SAN FRANCISCO -- VMware administrators that experimented with running big data workloads lived to tell about their...
experiences here this week, while vendors explained how big data principles could actually improve day-to-day IT operations.
One organization that ran big data workloads in the cloud reported that it quickly becomes cost-prohibitive, and that it is much cheaper and easier to run it in-house on -- guess what? --VMware Inc.'s platforms.
Anyone with half a brain can see that the ROI doesn't make any sense.
director of SaaS operations, Identified Inc.
Identified Inc., a software firm that identifies recruiting candidates from social media sites such as LinkedIn and Facebook, said the return on investment (ROI) of building its own Apache Hadoop cluster on VMware infrastructure was less than two months, compared with using Amazon Web Service (AWS) Elastic Map Reduce.
For about $80,000, Identified built a 225 TB Hadoop cluster on eight of Super Micro Computer Inc.'s FatTwin servers, which AWS's calculator said would have cost $43,000 per month to run.
"AWS is great if you're just starting out and testing out Hadoop, but anyone with half a brain can see that the ROI doesn't make any sense," said Sasha Kipervarg, Identified's director of SaaS operations, speaking at a VMworld 2013 session about big data extensions.
As a startup, Identified began operations in AWS about a year ago, but quickly started seeing AWS bills of $40,000 per month for about 200 virtual machines.

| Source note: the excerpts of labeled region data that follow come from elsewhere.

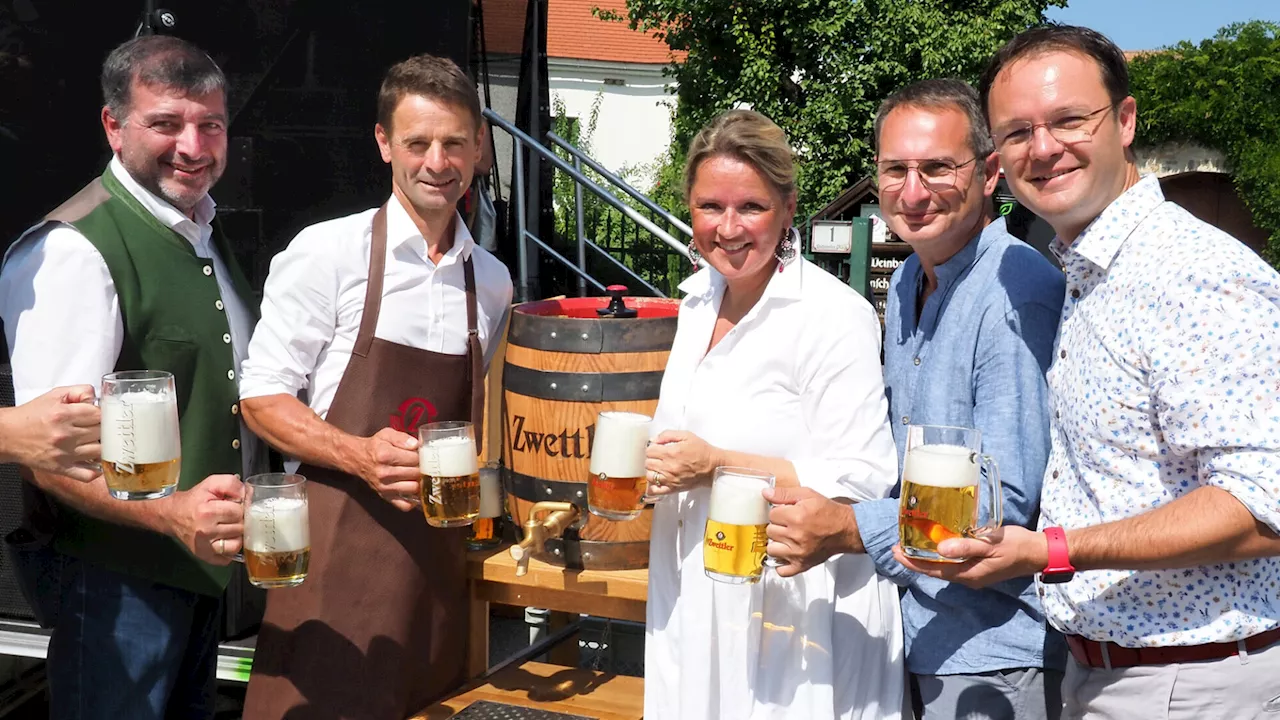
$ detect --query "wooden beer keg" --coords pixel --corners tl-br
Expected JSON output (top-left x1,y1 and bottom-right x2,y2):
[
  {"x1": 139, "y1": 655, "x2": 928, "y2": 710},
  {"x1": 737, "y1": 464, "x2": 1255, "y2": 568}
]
[{"x1": 502, "y1": 286, "x2": 680, "y2": 570}]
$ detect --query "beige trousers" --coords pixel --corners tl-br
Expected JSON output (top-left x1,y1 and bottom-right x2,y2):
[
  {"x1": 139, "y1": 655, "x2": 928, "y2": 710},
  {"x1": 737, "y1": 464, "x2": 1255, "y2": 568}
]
[{"x1": 1062, "y1": 635, "x2": 1280, "y2": 720}]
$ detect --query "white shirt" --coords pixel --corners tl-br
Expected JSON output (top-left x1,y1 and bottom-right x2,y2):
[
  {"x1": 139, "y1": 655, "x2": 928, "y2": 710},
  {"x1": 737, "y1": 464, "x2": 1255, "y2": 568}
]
[
  {"x1": 644, "y1": 259, "x2": 904, "y2": 720},
  {"x1": 0, "y1": 158, "x2": 260, "y2": 477},
  {"x1": 1039, "y1": 176, "x2": 1280, "y2": 647},
  {"x1": 241, "y1": 196, "x2": 512, "y2": 418}
]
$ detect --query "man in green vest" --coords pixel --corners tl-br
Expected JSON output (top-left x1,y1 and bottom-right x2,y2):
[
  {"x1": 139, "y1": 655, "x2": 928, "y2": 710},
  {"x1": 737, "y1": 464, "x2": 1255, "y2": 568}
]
[{"x1": 0, "y1": 36, "x2": 260, "y2": 720}]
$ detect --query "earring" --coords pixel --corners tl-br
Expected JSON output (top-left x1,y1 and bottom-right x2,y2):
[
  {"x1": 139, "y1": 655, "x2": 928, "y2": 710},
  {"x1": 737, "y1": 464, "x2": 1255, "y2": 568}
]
[
  {"x1": 773, "y1": 225, "x2": 800, "y2": 265},
  {"x1": 689, "y1": 240, "x2": 703, "y2": 270}
]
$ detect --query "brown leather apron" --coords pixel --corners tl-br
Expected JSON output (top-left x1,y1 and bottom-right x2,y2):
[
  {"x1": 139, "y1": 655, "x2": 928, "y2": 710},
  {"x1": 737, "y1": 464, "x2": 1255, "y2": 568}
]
[{"x1": 244, "y1": 206, "x2": 484, "y2": 720}]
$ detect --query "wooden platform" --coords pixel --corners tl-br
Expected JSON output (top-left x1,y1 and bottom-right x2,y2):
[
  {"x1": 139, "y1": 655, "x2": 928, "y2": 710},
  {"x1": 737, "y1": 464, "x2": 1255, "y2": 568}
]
[
  {"x1": 411, "y1": 661, "x2": 644, "y2": 720},
  {"x1": 467, "y1": 546, "x2": 649, "y2": 678}
]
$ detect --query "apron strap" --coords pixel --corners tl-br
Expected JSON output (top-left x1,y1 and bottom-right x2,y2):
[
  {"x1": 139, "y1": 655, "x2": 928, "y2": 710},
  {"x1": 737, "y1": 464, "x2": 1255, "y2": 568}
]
[
  {"x1": 462, "y1": 258, "x2": 483, "y2": 430},
  {"x1": 352, "y1": 204, "x2": 387, "y2": 357}
]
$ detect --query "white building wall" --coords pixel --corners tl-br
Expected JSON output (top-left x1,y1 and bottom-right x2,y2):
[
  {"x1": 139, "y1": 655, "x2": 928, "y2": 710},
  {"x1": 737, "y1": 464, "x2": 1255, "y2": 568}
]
[{"x1": 547, "y1": 58, "x2": 676, "y2": 190}]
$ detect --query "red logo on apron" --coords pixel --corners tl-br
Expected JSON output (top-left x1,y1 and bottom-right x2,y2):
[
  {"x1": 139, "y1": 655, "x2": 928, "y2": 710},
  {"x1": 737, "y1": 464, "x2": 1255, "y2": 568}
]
[{"x1": 390, "y1": 397, "x2": 438, "y2": 434}]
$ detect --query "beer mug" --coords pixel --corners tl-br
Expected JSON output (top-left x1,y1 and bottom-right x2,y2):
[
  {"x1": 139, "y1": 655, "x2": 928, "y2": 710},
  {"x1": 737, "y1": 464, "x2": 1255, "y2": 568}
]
[
  {"x1": 241, "y1": 473, "x2": 311, "y2": 588},
  {"x1": 417, "y1": 421, "x2": 480, "y2": 528},
  {"x1": 99, "y1": 370, "x2": 182, "y2": 500},
  {"x1": 586, "y1": 411, "x2": 653, "y2": 520},
  {"x1": 703, "y1": 468, "x2": 773, "y2": 584},
  {"x1": 899, "y1": 425, "x2": 1004, "y2": 562},
  {"x1": 467, "y1": 462, "x2": 504, "y2": 550}
]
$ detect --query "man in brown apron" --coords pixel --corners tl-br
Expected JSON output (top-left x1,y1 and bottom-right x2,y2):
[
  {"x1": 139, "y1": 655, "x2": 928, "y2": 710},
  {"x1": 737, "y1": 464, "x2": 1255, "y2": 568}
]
[{"x1": 241, "y1": 55, "x2": 512, "y2": 720}]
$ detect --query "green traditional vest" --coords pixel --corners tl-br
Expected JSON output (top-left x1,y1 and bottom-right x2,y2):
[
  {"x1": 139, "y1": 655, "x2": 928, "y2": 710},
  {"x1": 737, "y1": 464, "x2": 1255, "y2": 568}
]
[{"x1": 46, "y1": 169, "x2": 256, "y2": 596}]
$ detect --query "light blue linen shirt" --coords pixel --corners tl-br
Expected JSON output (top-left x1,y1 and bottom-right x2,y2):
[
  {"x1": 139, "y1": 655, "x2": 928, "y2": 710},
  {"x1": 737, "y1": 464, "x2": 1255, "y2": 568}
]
[{"x1": 854, "y1": 218, "x2": 1065, "y2": 675}]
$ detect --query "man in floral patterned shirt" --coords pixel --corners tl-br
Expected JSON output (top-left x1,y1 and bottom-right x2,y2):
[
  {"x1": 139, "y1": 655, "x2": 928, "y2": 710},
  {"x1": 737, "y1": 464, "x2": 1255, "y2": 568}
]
[{"x1": 897, "y1": 27, "x2": 1280, "y2": 720}]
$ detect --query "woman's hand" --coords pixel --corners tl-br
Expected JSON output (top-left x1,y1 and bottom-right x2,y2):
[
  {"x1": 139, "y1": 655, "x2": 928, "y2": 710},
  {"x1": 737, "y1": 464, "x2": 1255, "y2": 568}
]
[{"x1": 644, "y1": 430, "x2": 721, "y2": 496}]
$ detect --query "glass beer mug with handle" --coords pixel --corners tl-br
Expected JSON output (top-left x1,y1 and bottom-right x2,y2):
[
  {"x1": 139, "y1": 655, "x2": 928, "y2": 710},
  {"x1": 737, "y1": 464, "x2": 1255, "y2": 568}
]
[
  {"x1": 237, "y1": 473, "x2": 311, "y2": 588},
  {"x1": 99, "y1": 370, "x2": 182, "y2": 500},
  {"x1": 417, "y1": 421, "x2": 480, "y2": 528},
  {"x1": 899, "y1": 425, "x2": 1004, "y2": 562},
  {"x1": 586, "y1": 411, "x2": 653, "y2": 520},
  {"x1": 703, "y1": 468, "x2": 774, "y2": 584}
]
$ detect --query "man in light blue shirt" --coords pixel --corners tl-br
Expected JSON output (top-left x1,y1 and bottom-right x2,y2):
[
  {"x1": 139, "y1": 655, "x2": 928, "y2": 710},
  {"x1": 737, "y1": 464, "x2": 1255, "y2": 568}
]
[{"x1": 768, "y1": 79, "x2": 1065, "y2": 720}]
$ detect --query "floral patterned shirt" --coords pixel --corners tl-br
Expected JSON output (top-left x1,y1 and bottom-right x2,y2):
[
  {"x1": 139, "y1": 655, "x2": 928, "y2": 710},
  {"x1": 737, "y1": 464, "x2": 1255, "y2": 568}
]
[{"x1": 1038, "y1": 177, "x2": 1280, "y2": 647}]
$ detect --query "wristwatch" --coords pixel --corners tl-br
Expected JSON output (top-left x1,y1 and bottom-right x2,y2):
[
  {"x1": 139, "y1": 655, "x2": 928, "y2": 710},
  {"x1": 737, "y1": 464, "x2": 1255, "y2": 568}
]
[{"x1": 1041, "y1": 528, "x2": 1075, "y2": 584}]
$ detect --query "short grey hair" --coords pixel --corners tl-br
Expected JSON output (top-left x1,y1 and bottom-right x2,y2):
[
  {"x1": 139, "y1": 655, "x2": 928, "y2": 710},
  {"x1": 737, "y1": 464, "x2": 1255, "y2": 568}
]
[
  {"x1": 876, "y1": 78, "x2": 996, "y2": 163},
  {"x1": 102, "y1": 35, "x2": 227, "y2": 120}
]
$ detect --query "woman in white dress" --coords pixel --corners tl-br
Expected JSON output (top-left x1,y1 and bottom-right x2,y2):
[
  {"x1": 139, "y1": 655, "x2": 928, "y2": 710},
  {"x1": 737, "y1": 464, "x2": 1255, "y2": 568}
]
[{"x1": 645, "y1": 110, "x2": 902, "y2": 720}]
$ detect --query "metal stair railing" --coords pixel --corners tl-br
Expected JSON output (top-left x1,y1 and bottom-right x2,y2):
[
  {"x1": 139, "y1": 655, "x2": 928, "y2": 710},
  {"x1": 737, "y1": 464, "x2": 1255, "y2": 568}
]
[{"x1": 484, "y1": 108, "x2": 691, "y2": 302}]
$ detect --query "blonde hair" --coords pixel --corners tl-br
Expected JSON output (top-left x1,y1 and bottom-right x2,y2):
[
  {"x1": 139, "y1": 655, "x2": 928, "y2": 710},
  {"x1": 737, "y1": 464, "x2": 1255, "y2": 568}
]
[{"x1": 685, "y1": 110, "x2": 796, "y2": 200}]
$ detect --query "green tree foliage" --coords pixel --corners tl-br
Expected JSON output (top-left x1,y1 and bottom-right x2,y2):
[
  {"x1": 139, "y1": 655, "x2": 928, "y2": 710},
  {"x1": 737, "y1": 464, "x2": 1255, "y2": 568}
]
[
  {"x1": 552, "y1": 94, "x2": 692, "y2": 296},
  {"x1": 1129, "y1": 20, "x2": 1280, "y2": 264},
  {"x1": 596, "y1": 0, "x2": 1066, "y2": 217}
]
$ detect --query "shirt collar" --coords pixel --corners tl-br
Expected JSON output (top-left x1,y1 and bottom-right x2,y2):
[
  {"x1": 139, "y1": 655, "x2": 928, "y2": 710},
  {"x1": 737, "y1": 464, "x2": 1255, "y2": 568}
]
[
  {"x1": 680, "y1": 258, "x2": 808, "y2": 306},
  {"x1": 387, "y1": 195, "x2": 476, "y2": 263},
  {"x1": 108, "y1": 155, "x2": 218, "y2": 229},
  {"x1": 916, "y1": 218, "x2": 1009, "y2": 291},
  {"x1": 1051, "y1": 176, "x2": 1165, "y2": 269}
]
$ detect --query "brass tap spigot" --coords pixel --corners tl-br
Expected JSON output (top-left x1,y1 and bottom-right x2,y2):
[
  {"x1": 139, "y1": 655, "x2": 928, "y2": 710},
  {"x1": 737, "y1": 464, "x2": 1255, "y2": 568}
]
[{"x1": 511, "y1": 501, "x2": 577, "y2": 577}]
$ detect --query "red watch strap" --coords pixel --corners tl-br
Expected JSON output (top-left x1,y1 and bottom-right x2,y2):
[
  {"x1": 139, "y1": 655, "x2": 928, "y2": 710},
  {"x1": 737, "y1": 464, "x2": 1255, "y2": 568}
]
[{"x1": 1044, "y1": 528, "x2": 1074, "y2": 573}]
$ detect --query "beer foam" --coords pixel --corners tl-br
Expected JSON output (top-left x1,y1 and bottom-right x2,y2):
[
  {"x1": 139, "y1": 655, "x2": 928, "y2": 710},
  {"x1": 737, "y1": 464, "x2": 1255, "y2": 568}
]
[
  {"x1": 480, "y1": 469, "x2": 502, "y2": 518},
  {"x1": 707, "y1": 474, "x2": 769, "y2": 525},
  {"x1": 902, "y1": 443, "x2": 978, "y2": 488},
  {"x1": 417, "y1": 437, "x2": 480, "y2": 478},
  {"x1": 244, "y1": 497, "x2": 311, "y2": 552},
  {"x1": 99, "y1": 391, "x2": 182, "y2": 465},
  {"x1": 591, "y1": 411, "x2": 653, "y2": 478}
]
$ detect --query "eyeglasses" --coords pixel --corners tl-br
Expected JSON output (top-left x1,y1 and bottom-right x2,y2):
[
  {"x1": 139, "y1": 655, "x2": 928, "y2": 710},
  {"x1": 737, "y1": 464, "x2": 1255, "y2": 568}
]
[
  {"x1": 991, "y1": 105, "x2": 1115, "y2": 152},
  {"x1": 876, "y1": 158, "x2": 978, "y2": 192}
]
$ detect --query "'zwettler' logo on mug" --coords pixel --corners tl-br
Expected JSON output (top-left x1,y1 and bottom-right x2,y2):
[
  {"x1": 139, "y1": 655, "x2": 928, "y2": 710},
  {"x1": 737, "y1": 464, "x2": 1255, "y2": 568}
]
[{"x1": 389, "y1": 397, "x2": 439, "y2": 434}]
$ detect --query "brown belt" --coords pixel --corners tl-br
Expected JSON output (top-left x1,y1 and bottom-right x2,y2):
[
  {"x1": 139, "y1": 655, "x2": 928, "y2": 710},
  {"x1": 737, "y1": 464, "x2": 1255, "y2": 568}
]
[{"x1": 1066, "y1": 628, "x2": 1280, "y2": 667}]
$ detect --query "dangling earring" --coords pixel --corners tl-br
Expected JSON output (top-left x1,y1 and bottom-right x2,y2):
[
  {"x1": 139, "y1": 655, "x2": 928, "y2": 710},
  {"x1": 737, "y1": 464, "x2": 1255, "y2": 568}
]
[
  {"x1": 689, "y1": 240, "x2": 703, "y2": 270},
  {"x1": 773, "y1": 225, "x2": 800, "y2": 266}
]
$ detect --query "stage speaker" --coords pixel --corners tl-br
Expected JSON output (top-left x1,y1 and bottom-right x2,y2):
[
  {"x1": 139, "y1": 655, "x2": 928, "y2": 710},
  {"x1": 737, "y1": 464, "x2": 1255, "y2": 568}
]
[{"x1": 0, "y1": 363, "x2": 36, "y2": 620}]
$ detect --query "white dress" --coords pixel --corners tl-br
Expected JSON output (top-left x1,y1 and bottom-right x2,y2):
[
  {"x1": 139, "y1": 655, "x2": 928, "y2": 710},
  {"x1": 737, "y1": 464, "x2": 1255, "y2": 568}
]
[{"x1": 645, "y1": 259, "x2": 904, "y2": 720}]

It decided to bring most of its IT back in-house, but run occasional Hadoop jobs in the cloud.
Then, "at some point, developers needed to use Hadoop all the time," Kipervarg said, and the firm once again saw its AWS bill spike.
However, building and managing your own Hadoop cluster isn't without its challenges. "We had Hadoop developers, but they didn't know anything about the services," for example, how to configure the various Hadoop components.
To that end, Kipervarg adopted Project Serengeti, an open source project led by VMware that automates the configuration and setup of a Hadoop cluster running on VMware infrastructure. After downloading the open virtualization format file and reading the documentation, the firm deployed a 30-node cluster in about 10 minutes.
VMware incorporated Project Serengeti as one component of the Big Data Extensions (BDE) feature included in the upcoming vSphere and vCloud 5.5 release this week. Other features include the virtual Hadoop manager, which provides the automated scale-up and scale-down of the Hadoop cluster, plus Hadoop Virtual Extensions for making Hadoop more virtualization-aware.
Solving for storage
Another feature of BDE is support for running separate Hadoop compute and data nodes and running them on a combination of physical and virtual hardware.
For availability and scalability reasons, it makes sense to run Hadoop components such as the NameNode, JobTracker and TaskTracker as virtual machines, said Jayanth Gummaraju, a VMware software engineer, but running compute and data on the same node, as is usually the case, "limits the scalability of the system."
Separating compute and data nodes also allowed Identified to make better use of its expensive flash SAN storage resources, Kipervarg said. Storing the data on local spinning disks relieved pressure on its SAN without negatively affecting performance. "For sequential data, spinning disk is about equal to the performance of flash," he said.
Another VMware Serengeti customer, shipping giant FedEx, leveraged an existing scale-out network-attached storage system from Isilon Systems for its big data deployment.
"We aim for a common infrastructure for different groups within FedEx," said Chris Greer, enterprise architect for FedEx Services, during a session on virtualizing big data, Hadoop, high-performance computing and cloud-scale applications. "We also require a known security model and a trusted auditable platform."
What's in it for IT?
Elsewhere, applying analytics principles popularized by big data has trickled down to IT environments. VMware's new vCenter Log Insight helps VMware administrators pinpoint key information impacting the performance and availability of their systems.
During VMworld this week, Joe Baguley, VMware chief technology officer (CTO) for EMEA, showed how Log Insight identified 15 relevant events from a pool of 65 million.
"I don't know about you, but I wouldn't want to grep and search through 65 million events," Baguley said.
Indeed, administrators are increasingly asking for insights into billions and billions of data points, said Alan Conley, CTO at monitoring firm Zenoss Inc., which responded by re-architecting the back end of its Zenoss Service Dynamics with big data mainstays Hadoop, HBase and OpenTSDB for improved scalability and performance.
"People are asking for a greater number of objects, with greater frequency and with a longer retention time," Conley said. "When you multiply that out, the amount of data that people want to retain is growing exponentially."